Courage and cowardice in educational decision-making

What separates scholars from bureaucrats is that scholars stand by their own research and beliefs.

I happen to be a scholar, but in a very important way it doesn’t matter that I am.  I am a tenured full professor, and it doesn’t take any courage for me to stand by my research and my beliefs.

I am writing this post to acknowledge scholars who take serious professional risks to stand by the conclusions they have reached about what students need to know and how they learn – scholars who show courage.  These scholars might be teachers who push back against principals who don’t value opportunities to learn important disciplines like physics.  One remarkable teacher gave up her planning period this year rather than drop her physics class – the only physics class the school offered.

Or these scholars might be administrators at the school or district level who understand better than their superiors how upper level science and math courses open opportunities for students.  It takes courage for these scholars to act on their beliefs because such actions put their professional advancement at risk.  And professional advancement isn’t just an ego trip – it usually impacts how well the professional can provide for her or his family.  For me, watching somebody in this situation push forward is a humbling and inspiring experience.
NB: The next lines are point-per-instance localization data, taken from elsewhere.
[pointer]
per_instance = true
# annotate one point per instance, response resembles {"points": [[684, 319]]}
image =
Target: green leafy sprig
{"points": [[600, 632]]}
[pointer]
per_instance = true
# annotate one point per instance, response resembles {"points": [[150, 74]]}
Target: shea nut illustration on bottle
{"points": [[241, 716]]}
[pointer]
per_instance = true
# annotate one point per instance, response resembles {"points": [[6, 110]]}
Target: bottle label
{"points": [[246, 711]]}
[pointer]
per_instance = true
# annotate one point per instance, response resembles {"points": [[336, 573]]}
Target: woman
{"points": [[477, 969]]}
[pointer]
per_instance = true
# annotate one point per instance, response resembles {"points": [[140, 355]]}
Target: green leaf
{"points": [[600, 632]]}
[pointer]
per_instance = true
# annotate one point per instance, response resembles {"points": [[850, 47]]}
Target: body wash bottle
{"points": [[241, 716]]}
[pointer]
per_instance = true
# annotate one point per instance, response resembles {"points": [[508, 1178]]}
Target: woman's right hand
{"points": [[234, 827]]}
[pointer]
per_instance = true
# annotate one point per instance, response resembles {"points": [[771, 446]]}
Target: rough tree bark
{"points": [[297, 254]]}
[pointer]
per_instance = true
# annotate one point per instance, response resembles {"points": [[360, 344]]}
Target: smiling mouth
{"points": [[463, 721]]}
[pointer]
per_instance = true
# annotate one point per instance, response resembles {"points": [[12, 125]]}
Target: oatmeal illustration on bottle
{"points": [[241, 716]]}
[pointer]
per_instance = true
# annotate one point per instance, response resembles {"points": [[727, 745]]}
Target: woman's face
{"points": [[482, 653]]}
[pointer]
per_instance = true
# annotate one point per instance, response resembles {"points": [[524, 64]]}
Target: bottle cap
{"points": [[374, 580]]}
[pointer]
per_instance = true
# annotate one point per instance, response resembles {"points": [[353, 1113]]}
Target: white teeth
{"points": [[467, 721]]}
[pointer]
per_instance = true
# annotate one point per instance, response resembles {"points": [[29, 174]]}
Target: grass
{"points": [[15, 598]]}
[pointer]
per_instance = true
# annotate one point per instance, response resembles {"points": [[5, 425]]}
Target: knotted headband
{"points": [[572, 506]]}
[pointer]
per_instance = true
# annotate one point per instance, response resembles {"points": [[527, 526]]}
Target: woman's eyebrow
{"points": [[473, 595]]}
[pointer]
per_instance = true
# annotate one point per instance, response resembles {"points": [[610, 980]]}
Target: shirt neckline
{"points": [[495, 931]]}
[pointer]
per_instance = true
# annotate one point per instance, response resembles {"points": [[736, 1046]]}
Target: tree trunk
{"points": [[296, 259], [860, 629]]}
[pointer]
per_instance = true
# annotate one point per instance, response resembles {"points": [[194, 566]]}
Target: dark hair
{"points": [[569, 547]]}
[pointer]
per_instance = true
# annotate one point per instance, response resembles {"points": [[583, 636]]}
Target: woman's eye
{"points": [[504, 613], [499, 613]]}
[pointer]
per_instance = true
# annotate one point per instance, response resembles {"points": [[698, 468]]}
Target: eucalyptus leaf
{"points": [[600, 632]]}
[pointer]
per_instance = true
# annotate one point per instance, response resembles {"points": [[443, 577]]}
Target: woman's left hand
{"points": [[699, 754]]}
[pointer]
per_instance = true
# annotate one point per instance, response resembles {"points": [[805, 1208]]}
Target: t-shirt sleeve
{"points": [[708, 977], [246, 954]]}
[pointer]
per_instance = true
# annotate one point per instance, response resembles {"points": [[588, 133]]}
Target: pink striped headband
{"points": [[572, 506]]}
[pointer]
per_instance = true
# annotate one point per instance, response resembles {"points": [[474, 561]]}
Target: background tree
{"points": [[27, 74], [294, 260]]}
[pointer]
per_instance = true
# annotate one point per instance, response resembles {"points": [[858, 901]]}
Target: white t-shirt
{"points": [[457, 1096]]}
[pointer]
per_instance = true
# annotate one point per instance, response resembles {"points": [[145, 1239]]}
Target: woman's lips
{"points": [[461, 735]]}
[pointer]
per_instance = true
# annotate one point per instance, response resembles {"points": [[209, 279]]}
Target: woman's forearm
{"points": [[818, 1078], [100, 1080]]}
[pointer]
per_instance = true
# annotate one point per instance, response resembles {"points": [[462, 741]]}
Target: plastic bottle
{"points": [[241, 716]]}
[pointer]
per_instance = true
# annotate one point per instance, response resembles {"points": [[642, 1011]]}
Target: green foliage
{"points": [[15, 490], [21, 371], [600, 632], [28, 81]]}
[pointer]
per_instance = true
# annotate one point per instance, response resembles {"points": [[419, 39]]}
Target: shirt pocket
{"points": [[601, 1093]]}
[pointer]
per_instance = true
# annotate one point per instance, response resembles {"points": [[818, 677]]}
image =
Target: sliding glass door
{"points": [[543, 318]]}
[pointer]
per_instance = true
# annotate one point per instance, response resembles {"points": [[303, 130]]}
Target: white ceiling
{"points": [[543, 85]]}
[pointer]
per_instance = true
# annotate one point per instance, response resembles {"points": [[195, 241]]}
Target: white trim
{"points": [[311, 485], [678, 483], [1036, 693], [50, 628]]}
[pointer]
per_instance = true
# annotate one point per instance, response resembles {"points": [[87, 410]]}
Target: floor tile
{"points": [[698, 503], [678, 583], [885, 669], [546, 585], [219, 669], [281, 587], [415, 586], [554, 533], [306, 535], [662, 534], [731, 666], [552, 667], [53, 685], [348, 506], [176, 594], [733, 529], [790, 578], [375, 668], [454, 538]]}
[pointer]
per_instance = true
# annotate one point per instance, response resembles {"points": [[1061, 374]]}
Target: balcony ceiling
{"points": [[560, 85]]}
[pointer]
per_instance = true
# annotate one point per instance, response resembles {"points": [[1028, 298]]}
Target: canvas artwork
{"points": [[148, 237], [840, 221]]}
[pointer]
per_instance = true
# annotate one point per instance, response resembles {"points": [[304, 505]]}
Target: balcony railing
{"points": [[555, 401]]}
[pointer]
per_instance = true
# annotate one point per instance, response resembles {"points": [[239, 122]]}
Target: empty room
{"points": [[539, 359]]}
Often, these courageous scholars face pressure from multiple directions.  A teacher or administrator is sometimes in a situation in which she or he is trying to hold off misguided pressure from a supervisor with the left hand while educating parents in the realities of the modern economy with the right hand.  There are times when a strategic retreat is the prudent and right thing to do in such a situation.  But I’ve often seen professionals err on the side of boldness – pushing ahead despite pressure from both supervisors and parents.

Unfortunately, there are professionals at the other end of the spectrum.  These are people who have written masters’ theses or doctoral dissertations – fine documents that cast light on important educational issues.  But when these people are put in situations that expose their motivations and character, they cast aside their own research results to pander at the altar of easy political groupthink.  The strength of their convictions isn’t sufficient to lift a feather.  These professionals make “bureaucrat” a dirty word, and they damage the futures of many thousands of students.

Sheltered scholars like me have an opportunity to both support courageous colleagues and confront those who undermine the meaning of the word “scholar”.  More of us need to do so if our society is going to make progress in expanding opportunities for its young people.